North Carolina Lawyers Weekly Staff//February 10, 2012
North Carolina Lawyers Weekly Staff//February 10, 2012
State v. Burrow (Lawyers Weekly No. 12-07-0150, 21 pp.) (Robert N. Hunter Jr., J.) (Robert C. Hunter, J., dissenting) Appealed from Lincoln County Superior Court. (Beverly T. Beal, J.) N.C. App. Click here for full-text opinion.
Holding: The pills seized from defendant were identified only in an SBI report. The SBI analyst did not testify, and there was no indication that he was unavailable. It was plain error for the trial court to admit the SBI report through the testimony of a lay witness, a police detective.

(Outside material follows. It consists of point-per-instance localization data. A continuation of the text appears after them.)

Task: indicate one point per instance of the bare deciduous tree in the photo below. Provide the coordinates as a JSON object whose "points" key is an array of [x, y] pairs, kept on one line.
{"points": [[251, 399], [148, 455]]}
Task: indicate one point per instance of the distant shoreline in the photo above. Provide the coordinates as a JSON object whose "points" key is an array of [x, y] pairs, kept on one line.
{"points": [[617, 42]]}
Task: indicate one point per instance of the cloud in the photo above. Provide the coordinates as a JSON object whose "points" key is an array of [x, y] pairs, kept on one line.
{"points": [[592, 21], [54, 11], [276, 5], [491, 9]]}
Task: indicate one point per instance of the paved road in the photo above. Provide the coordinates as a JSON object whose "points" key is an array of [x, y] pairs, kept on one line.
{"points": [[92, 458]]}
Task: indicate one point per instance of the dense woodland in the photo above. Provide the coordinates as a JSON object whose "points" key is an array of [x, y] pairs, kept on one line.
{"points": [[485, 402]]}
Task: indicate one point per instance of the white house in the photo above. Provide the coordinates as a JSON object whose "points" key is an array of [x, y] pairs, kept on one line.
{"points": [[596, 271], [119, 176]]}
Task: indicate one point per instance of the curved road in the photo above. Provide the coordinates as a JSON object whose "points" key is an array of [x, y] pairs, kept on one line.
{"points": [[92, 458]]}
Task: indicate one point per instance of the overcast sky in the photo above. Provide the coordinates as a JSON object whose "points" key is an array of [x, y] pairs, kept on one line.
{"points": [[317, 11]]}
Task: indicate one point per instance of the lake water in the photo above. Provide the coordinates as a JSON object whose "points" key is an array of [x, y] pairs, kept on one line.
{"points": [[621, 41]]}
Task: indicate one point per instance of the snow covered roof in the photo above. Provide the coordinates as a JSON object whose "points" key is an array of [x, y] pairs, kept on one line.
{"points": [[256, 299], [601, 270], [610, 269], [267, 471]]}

Defendant is entitled to a new trial.
On cross-examination of the same police detective, defense counsel posed a question regarding whether the ingredients on the pill bottle matched what the SBI lab determined was in the bottle, Detective Munday responded, “Yes. They said it was oxycodone.”
Defense counsel elicited no at-length discussion regarding the identification of the substance as oxycodone and simply asked a clarifying question to explain the evidence. Thus, we find this case distinguishable from State v. Nobles, 350 N.C. 483, 515 S.E.2d 885 (1999), State v. Johnson, 337 N.C. 212, 446 S.E.2d 92 (1994), and State v. Van Landingham, 283 N.C. 589, 197 S.E.2d 539 (1973). Moreover, none of these cases involves evidence admitted regarding the identification of a drug.
Dissent
(Hunter, J.) Defendant failed to object to the state’s evidence concerning the SBI report and then proceeded to elicit the result of the SBI report from Detective Munday on cross-examination. Even though this evidence violated defendant’s Confrontation Clause rights when admitted by the state, based on our case law, defendant has failed to demonstrate prejudicial error, much less plain error.